Florida Shellpoint Mortgage Lawsuit

A Shellpoint mortgage lawsuit is a lawsuit that was filed against an individual for violating the FHA’s Loan Insurance Guarantee Act. The complaint states, “A number of plaintiffs have received letters from their banks notifying them that they are liable for violations of the provisions of the Loan Insurance Guarantee Act of 1994.” The complaint further states, “Many plaintiffs have been instructed to stop making payments on their mortgages or face foreclosure and are being threatened with other legal action.” The goal of these lawsuits is to force the offending bank to settle the claims made against it or face tremendous fines. The lawsuits themselves serve as warning to other lending institutions.
The United States government has introduced new laws in hopes of stopping the rampant abuses of shellpoint mortgage lawsuit plaintiffs.
The Fair Debt Collection Practices Act (FDCPA) was enacted in order to provide guidelines and limits to how debt collectors can conduct their collections activities. As previously mentioned, a Shellpoint lawsuit is essentially a legal tactic used by the plaintiff in an attempt to coerce the offending entity into settling the case before it goes to court. According to FDCPA, any collection activity carried out by a debt collector that “is in bad faith” is not covered. This includes threatening to report the borrower to a credit bureau or otherwise publicly reporting the borrower’s non-payment to the credit bureaus.
The purpose of these lawsuits is to bully the negligent party into settling the case without defending against the plaintiffs’ claims.
The Florida shellpoint mortgage litigator, John S. Kornmeister, III, explains the process this way: “Once the lender receives notice of the complaint, it is usually obligated to provide an opportunity for in-person legal defense. If it does not, it must either ‘defend’ its actions or pay the plaintiff.” If it does neither, the lender is required to dismiss the complaint. Failure to do so results in a default judgment, which is issued by a judge in Florida.
Florida shellpoint cases like the one filed against the borrower of the note in question are very common.
They account for roughly thirty percent of all mortgage lawsuit filings in Florida. While there are many similarities to lawsuits filed in other states, there are also many differences as well. Many homeowners who file such lawsuits are often subjected to the same traps used in other states, such as threatening letters, automated phone calls, and even legal threats via mail.
Florida shellpoint lawsuits fall under the category of fraudulent conveyance.
This term pertains to when a third party has intentionally tried to deceive another party into signing an agreement or contract. This can be done in a number of different ways, such as: o Taking advantage of the homeowner’s lack of knowledge by offering a different, less expensive home than the one that was initially offered; o Making false promises regarding terms of repayment and modifications; o Failing to disclose important information about the property or the risks associated with it; or o Using intimidation tactics to try to get homeowners to agree to the terms.
As you can see, homeowners facing foreclosure in Florida may benefit from filing a state or federal shellpoint lawsuit to protect their homes from foreclosure.
This type of lawsuit is similar to other lawsuits against mortgage lenders and involves similar techniques.

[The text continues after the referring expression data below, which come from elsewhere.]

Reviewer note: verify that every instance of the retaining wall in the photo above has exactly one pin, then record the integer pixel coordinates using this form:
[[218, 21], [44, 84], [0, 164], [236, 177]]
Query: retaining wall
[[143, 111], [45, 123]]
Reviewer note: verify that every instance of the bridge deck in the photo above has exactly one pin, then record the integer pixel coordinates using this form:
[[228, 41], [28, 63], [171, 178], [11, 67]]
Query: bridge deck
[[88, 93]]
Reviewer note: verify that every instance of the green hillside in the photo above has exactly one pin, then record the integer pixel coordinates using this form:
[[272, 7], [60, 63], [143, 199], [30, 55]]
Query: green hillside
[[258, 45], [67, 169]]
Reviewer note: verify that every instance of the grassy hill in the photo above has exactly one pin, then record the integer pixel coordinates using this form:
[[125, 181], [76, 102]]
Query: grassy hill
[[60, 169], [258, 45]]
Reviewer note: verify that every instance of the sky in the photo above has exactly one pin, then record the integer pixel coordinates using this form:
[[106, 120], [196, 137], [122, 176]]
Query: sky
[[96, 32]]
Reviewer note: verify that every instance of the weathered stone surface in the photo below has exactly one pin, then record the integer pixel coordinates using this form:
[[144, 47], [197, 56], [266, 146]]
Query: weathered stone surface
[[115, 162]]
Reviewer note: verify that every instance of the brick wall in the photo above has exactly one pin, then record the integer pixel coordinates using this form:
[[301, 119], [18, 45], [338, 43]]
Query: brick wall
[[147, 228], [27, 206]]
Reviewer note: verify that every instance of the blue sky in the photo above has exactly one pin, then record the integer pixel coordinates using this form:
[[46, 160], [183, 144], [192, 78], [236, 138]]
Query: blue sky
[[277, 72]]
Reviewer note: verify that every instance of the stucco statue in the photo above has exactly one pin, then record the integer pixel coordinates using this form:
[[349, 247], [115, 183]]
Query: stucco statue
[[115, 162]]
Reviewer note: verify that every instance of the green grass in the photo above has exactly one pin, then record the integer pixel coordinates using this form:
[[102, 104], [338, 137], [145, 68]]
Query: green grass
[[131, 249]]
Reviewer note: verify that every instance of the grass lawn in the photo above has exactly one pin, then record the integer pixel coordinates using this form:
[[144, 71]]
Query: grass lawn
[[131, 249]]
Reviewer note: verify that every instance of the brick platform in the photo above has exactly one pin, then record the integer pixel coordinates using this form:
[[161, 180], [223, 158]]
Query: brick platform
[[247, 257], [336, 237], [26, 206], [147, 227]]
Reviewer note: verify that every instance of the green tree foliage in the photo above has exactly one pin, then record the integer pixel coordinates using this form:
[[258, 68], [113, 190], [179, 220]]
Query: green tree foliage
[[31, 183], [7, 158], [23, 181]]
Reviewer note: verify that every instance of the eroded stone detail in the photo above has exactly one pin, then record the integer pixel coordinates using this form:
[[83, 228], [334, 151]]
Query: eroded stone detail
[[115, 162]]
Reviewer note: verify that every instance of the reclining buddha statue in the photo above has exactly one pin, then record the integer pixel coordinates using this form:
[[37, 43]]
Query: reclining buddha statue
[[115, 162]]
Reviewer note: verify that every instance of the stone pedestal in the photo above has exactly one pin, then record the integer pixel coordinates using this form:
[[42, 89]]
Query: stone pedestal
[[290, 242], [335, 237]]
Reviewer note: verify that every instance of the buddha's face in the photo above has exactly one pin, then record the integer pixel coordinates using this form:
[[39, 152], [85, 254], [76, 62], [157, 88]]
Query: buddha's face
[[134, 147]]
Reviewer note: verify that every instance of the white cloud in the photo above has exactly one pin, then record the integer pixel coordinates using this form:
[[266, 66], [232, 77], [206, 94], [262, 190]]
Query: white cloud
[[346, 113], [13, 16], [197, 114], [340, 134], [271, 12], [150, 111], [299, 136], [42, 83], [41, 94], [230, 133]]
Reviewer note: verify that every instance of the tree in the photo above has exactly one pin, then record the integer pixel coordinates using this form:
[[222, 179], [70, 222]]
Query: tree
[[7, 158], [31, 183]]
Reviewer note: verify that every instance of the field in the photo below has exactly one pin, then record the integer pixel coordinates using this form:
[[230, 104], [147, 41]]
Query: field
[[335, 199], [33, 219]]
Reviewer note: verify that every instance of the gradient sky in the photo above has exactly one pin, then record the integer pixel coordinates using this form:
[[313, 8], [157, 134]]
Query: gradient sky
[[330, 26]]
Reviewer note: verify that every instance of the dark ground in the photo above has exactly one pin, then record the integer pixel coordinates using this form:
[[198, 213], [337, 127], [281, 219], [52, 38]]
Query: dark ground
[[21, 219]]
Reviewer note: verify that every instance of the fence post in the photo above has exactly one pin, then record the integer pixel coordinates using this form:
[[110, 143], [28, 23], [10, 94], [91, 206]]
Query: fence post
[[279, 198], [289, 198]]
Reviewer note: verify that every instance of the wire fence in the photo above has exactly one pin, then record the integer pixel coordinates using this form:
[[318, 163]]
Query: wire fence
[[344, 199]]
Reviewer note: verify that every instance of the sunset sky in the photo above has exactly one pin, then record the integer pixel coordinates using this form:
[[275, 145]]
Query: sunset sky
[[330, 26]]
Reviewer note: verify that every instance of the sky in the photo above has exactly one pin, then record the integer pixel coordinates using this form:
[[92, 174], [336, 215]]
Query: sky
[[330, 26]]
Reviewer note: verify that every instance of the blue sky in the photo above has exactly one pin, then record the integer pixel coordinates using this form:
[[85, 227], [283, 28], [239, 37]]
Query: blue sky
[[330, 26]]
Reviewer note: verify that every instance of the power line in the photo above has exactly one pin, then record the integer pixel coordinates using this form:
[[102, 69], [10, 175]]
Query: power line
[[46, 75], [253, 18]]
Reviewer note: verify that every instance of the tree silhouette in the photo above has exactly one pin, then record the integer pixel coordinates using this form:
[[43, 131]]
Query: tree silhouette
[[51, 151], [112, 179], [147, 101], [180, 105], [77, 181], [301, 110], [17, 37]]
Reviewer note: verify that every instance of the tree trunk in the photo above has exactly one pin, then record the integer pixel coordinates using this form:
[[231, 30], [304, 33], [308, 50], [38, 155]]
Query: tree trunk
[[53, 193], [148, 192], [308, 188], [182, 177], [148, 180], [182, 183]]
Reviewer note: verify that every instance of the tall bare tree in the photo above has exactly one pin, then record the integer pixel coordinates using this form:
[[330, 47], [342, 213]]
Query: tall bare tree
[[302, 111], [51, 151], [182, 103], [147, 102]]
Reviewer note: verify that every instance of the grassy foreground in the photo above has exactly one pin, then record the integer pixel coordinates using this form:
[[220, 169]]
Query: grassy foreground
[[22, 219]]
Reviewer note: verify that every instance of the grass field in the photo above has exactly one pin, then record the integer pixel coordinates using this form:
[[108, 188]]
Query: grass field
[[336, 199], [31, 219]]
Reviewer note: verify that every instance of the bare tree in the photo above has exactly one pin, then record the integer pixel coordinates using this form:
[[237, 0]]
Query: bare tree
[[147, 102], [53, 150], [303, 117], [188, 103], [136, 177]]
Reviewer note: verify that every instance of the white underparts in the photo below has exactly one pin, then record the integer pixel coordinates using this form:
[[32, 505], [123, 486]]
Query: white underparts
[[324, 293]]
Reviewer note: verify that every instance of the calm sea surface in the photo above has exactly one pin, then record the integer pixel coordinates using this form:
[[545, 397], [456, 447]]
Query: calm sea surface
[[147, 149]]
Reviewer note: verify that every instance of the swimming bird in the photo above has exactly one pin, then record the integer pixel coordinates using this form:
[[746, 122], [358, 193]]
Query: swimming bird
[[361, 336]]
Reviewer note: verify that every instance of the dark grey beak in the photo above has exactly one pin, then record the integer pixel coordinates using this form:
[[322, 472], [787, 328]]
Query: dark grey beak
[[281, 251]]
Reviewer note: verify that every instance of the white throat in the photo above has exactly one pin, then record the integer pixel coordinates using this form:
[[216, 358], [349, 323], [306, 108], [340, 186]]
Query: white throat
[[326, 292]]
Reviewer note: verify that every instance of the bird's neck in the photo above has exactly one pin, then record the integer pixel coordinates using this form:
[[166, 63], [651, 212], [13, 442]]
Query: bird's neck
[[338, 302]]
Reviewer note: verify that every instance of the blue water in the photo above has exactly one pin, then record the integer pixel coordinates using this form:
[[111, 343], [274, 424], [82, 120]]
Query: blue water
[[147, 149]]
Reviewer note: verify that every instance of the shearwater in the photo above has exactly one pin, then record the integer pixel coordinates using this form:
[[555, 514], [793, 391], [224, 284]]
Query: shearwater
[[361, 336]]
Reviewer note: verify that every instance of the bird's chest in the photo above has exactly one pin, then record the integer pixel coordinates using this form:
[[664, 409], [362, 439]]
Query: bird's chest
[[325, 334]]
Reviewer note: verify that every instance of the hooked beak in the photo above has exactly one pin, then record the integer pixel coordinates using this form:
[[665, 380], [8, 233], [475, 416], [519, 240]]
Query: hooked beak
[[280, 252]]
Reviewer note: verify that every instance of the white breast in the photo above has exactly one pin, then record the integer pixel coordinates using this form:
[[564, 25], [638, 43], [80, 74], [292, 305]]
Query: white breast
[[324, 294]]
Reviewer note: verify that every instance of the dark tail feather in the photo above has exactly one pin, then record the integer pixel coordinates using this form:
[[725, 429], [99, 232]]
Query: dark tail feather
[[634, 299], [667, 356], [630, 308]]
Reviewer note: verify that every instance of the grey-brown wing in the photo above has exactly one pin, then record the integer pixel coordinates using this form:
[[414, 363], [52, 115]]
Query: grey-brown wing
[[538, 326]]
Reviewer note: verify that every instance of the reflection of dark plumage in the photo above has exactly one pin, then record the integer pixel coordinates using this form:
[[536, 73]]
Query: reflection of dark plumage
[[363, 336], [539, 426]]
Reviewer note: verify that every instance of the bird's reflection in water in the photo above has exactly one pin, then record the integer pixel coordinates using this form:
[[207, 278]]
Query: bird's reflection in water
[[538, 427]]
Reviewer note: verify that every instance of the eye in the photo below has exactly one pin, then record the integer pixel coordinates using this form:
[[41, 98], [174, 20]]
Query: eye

While it’s possible to learn more about these lawsuits through a simple online search, you should consult with a qualified lawyer who can answer any questions you might have. While it may not be immediately apparent when you start looking, a bad mortgage is a dangerous trap for all homeowners, so filing a lawsuit against the wrong lender is often your best way to get the compensation you deserve.
RE: Loan number 0578683522
I have made payments and they said my account does not exist. They now are pursuing a foreclosure.
Please tell me to whom I should notify. I have notified the CT Banking Commission and the Department of Consumer Protection.
I paid mortgage off in FULL in June 2021. I received a “Congratulations your mortgage is paid in full letter via email. July 12, 2021 a FULL Reconveyance and recorded validating NO mortgage. Then Shellpoint SOLD (assigned my Deed of Trust) to US Bank on Sept 3, 2021, 3 months after I paid it off. My home was under contract by an investor on November 3, 2021, all CASH, no contingencies, no appraisals or loans to be approved. When I called the title company to order a preliminary title report so we could close by the end of the month I was informed there were 2 mortgage liens on my home. Shellpoint/New Rez and US Bank. I lost the sale of my home. I spent hours, weeks, and months TRYING to get the liens removed. Shellpoint acknowledged their mistake and offered to Rescind/remove their lien but it was too late. US Bank??? What a mess. On just 1 occasion I spent 2 days, 7 hours trying to resolve the issue to no avail. NO one could find my loan. Finally I was forwarded to the FORECLOSURE DEPARTMENT where I was informed my home was in foreclosure. Imagine that. After 8 months of trying to resolve this on my own I retained an attorney, Ken Ivory and we sued. One week later, the judge ordered the wrongful liens removed, HOWEVER, the damages I have suffered have continued to mount.